If you are following the case, keep these things in mind:
- Look for the intersection of personal pain and politics. The most dangerous cocktail isn't just an ideology; it’s an ideology that offers an "answer" to a person's physical or emotional suffering.
- Don't ignore the "self-help" to "radical" pipeline. Many of the books Mangione read are about taking "extreme ownership" of your life. When that fails—like when a surgery doesn't work—that energy can turn outward toward the institutions you blame.
- The digital footprint is the new diary. In the 90s, investigators looked for notebooks.
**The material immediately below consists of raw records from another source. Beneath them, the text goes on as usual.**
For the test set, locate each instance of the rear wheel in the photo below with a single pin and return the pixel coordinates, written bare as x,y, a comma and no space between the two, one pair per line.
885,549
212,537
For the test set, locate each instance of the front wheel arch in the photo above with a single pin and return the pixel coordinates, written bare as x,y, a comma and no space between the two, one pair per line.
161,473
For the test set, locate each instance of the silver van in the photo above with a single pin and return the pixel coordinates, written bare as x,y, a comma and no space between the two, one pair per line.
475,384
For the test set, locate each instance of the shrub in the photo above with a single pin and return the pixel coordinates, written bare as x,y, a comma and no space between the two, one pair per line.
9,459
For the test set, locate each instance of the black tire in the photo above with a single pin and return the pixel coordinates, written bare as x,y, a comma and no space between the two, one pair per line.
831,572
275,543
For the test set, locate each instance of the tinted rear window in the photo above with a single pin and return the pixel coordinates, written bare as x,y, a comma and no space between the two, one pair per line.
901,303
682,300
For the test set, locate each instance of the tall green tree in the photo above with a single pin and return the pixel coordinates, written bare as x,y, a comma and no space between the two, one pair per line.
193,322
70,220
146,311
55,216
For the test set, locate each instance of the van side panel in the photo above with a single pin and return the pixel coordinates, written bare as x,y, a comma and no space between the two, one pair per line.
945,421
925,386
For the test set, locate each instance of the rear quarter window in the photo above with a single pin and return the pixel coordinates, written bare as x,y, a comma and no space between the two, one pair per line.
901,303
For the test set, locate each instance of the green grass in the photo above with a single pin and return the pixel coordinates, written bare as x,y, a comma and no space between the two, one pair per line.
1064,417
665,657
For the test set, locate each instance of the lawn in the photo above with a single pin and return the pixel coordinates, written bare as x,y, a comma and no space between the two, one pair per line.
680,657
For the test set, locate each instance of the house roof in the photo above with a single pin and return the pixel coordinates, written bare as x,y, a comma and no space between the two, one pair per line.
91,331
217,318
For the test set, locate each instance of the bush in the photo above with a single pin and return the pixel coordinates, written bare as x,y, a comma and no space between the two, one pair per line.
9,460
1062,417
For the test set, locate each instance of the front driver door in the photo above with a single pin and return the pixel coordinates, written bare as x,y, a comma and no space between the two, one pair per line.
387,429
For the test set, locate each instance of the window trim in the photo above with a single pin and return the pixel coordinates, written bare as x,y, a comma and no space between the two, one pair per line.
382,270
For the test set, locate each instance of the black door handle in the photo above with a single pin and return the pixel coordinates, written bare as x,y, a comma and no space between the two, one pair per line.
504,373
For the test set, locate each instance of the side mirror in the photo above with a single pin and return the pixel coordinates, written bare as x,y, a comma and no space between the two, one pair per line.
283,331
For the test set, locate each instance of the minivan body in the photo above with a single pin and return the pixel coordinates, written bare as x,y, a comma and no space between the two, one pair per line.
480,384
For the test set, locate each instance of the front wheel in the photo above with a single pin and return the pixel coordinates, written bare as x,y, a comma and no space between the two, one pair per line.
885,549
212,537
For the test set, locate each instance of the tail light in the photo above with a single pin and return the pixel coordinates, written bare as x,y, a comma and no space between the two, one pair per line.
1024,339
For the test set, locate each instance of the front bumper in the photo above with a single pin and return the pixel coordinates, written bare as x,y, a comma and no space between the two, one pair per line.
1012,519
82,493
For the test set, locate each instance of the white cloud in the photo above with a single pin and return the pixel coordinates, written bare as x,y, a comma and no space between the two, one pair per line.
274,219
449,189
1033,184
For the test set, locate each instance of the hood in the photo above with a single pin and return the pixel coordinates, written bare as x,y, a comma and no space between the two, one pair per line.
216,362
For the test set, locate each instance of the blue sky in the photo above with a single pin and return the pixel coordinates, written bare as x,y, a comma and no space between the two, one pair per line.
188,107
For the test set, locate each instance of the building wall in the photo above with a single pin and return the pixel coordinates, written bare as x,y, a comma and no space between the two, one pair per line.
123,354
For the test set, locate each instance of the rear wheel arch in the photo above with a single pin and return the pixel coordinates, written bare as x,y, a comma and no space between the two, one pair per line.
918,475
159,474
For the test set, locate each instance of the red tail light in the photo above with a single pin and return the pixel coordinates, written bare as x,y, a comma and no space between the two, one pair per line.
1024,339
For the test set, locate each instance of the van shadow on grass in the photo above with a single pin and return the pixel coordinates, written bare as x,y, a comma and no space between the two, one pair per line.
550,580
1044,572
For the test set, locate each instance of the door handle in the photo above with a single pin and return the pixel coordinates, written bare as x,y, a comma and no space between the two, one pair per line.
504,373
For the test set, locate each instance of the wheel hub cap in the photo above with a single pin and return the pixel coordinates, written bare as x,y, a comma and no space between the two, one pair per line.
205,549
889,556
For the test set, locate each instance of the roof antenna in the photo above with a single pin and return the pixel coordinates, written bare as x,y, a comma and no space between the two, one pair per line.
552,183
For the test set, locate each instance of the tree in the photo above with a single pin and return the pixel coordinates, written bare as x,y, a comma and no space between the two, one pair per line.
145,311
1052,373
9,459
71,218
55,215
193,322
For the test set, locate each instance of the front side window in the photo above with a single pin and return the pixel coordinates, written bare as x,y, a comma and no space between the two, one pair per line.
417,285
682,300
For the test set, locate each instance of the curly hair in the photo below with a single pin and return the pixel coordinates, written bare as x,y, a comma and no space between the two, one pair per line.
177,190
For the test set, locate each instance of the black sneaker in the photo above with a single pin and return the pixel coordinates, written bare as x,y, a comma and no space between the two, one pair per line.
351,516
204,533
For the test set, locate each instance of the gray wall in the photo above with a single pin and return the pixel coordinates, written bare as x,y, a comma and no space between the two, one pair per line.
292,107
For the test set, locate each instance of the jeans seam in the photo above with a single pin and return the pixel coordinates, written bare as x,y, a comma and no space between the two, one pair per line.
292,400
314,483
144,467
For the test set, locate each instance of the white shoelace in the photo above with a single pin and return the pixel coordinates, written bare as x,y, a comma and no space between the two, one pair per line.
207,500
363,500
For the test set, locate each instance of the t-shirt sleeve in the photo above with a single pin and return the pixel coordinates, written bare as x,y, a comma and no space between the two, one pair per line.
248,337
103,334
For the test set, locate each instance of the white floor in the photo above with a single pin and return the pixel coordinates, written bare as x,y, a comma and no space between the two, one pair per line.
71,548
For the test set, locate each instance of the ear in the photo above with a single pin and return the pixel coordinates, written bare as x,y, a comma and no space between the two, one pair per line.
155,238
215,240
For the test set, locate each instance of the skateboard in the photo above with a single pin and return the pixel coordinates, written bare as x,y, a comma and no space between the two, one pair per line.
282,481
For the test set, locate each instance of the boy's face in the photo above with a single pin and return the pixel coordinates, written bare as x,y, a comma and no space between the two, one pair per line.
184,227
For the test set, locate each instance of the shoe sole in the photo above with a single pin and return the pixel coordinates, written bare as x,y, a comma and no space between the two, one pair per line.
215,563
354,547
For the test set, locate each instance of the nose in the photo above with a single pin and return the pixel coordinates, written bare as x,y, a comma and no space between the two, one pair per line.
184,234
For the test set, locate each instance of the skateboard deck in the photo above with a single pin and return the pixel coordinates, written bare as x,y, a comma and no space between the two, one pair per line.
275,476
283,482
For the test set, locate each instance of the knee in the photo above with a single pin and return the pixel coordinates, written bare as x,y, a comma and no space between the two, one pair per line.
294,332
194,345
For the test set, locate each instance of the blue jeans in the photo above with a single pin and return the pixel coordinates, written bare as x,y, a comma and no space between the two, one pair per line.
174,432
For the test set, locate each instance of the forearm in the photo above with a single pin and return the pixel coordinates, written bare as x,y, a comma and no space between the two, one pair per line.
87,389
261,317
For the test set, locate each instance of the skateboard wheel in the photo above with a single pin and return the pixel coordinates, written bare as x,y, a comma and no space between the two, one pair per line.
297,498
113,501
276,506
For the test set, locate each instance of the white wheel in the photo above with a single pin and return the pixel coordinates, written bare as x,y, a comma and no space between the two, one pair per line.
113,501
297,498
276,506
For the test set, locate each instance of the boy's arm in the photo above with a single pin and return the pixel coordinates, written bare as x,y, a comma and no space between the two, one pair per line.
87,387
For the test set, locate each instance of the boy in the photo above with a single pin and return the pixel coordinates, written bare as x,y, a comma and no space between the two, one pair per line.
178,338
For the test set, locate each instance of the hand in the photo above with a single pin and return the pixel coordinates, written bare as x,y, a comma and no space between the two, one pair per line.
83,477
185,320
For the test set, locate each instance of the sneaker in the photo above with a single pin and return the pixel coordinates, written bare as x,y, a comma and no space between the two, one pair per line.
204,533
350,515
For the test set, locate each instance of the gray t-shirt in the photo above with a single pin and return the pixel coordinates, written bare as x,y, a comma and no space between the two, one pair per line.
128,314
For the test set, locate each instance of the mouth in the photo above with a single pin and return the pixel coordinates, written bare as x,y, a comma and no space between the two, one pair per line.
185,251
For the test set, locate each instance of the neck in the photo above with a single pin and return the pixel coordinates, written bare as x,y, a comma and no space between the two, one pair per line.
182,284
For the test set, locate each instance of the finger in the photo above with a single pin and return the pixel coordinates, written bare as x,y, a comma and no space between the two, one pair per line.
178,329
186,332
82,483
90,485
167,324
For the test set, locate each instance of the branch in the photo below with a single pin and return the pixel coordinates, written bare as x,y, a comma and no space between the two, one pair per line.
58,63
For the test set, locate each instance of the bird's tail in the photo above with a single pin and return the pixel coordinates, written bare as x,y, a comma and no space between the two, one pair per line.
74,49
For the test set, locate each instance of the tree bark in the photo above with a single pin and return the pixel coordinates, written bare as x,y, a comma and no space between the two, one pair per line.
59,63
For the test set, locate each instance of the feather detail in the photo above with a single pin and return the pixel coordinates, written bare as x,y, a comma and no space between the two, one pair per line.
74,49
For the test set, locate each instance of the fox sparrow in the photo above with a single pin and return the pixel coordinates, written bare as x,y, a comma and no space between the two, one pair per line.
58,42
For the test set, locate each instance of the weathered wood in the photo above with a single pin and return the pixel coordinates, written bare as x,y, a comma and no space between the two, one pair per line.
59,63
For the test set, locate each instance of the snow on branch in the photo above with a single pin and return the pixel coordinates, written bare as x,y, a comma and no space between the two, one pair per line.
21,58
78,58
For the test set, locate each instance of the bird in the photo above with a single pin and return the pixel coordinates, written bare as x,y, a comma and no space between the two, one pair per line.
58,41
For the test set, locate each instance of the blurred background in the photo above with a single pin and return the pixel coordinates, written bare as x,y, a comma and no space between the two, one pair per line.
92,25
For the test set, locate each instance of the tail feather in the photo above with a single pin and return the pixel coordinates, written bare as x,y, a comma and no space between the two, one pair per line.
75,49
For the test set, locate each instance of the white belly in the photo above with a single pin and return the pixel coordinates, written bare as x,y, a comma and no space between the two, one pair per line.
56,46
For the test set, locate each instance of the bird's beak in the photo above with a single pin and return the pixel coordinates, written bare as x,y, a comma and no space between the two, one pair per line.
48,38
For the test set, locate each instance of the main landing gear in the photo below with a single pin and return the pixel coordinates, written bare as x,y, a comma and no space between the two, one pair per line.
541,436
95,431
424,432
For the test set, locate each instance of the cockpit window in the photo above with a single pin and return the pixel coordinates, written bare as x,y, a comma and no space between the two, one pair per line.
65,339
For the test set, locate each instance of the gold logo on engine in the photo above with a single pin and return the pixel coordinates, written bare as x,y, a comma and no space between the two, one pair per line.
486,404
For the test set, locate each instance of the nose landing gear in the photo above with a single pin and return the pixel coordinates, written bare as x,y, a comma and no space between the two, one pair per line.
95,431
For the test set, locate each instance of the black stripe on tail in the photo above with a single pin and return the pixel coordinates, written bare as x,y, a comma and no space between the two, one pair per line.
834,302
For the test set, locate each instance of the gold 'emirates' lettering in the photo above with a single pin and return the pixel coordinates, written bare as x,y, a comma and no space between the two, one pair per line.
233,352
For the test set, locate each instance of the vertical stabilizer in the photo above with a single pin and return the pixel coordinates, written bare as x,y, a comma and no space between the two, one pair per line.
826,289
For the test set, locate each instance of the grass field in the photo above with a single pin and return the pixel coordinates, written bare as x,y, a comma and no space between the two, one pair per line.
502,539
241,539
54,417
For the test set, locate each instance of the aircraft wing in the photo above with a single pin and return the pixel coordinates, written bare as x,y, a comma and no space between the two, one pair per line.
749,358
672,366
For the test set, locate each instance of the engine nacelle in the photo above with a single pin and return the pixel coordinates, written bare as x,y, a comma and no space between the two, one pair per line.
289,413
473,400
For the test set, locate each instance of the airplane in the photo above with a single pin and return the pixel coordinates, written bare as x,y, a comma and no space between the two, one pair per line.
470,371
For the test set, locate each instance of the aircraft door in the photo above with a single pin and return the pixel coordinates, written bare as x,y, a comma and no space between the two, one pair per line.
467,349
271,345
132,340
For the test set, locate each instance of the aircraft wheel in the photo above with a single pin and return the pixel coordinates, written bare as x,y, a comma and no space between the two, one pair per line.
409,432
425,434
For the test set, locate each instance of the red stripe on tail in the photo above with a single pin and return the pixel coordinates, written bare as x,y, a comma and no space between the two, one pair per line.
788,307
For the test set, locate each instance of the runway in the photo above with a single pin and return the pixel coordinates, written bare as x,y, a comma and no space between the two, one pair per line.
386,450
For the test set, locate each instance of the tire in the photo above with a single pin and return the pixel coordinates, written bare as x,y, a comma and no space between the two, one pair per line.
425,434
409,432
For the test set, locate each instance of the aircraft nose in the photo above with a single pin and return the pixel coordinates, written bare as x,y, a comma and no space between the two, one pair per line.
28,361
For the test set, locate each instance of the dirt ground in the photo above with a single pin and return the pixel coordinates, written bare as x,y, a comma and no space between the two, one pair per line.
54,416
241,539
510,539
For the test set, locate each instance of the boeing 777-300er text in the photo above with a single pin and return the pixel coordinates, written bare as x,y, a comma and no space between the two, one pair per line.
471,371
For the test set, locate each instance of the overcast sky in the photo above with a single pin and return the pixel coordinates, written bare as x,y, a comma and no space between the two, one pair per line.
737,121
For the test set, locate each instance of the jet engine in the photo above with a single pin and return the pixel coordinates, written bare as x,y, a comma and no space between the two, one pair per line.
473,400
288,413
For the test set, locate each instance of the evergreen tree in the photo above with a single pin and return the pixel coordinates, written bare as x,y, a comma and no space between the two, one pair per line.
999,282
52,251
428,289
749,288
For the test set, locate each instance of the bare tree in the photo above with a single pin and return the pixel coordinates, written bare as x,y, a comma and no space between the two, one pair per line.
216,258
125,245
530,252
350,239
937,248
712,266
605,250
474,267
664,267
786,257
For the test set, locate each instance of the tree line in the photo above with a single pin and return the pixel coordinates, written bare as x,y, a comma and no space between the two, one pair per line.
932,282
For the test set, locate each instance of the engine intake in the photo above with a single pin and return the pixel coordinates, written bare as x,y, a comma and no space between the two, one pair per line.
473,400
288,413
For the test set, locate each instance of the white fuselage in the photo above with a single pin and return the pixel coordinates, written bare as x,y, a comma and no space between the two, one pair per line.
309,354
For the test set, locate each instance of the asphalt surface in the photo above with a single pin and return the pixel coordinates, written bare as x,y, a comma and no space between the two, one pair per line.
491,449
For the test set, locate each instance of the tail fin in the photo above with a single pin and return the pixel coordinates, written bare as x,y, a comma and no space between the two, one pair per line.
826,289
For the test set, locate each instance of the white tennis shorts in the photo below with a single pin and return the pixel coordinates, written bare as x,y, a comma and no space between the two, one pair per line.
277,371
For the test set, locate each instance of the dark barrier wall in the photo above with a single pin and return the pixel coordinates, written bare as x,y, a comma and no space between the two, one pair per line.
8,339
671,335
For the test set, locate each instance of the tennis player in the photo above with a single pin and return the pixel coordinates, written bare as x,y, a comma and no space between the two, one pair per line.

Now, they look at your "Recently Read" shelf on an app.
The trial is set for later this year, and you can bet the prosecution is going to use every single one of those "lemmas" from his Goodreads reviews against him. It's a reminder that what we read doesn't just stay in our heads; it leaves a trail that the world will eventually follow.
Check the court dockets for the September jury selection if you want to see how these digital "exhibits" are actually introduced in court. The "Industrial Society" review is almost certainly going to be Exhibit A.
Next Steps for Research:
You can find the archived lists of his 295 books on various GitHub "storyline" repositories if you want to see the full raw data. Also, keep an eye on the federal evidentiary hearings in New York; the defense is currently trying to suppress the contents of his backpack, which reportedly contains handwritten notes that echo his Goodreads reviews.